En bref
- L'incendie est la limite clé du CFRP : l'époxy se ramollit à l'approche de sa température de transition vitreuse (Tg 60–82 °C), et la température de service doit rester 15 °C en dessous.
- L'ACI suppose que le FRP est perdu en cas d'incendie : la structure non renforcée doit supporter à elle seule une combinaison de charges d'incendie réduite, en tant que filet de sécurité.
- Deux solutions : protéger le FRP par une isolation passive pour le maintenir sous sa Tg, ou utiliser le FRCM, intrinsèquement résistant au feu, dont la matrice inorganique n'a pas de plafond de Tg.

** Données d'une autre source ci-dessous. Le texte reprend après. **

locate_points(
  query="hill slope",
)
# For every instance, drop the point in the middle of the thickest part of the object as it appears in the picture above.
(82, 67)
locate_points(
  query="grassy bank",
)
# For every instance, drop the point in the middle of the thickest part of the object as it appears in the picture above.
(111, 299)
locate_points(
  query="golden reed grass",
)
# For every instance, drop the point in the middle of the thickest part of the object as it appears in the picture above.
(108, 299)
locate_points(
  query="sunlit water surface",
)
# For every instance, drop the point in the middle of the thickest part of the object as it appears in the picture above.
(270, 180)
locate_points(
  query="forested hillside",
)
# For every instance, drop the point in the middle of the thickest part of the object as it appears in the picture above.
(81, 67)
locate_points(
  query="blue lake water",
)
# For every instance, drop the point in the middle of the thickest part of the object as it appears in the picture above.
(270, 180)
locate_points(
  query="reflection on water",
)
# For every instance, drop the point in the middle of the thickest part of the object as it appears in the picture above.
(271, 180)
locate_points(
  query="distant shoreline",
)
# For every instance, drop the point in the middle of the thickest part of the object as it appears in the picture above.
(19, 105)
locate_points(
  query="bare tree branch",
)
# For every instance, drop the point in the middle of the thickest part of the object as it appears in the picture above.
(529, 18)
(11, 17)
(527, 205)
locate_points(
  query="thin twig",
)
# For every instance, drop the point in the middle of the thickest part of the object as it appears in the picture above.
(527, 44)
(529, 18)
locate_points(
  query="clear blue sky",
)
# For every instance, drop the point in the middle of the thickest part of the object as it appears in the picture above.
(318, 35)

L'incendie est la limite déterminante du renforcement CFRP collé à l'époxy — et les codes le gèrent en supposant que le renforcement disparaît purement et simplement. Cette seule hypothèse de conception dicte toute la stratégie incendie : soit vous protégez le FRP pour qu'il survive, soit vous vous assurez que la structure nue survit sans lui. Ce guide couvre les deux approches, en s'appuyant sur l'ACI 440.2R. Il s'appuie sur le comportement de la résine décrit dans les exigences de Tg de l'époxy structurel.
Pourquoi l'incendie est-il la limite clé pour le CFRP ?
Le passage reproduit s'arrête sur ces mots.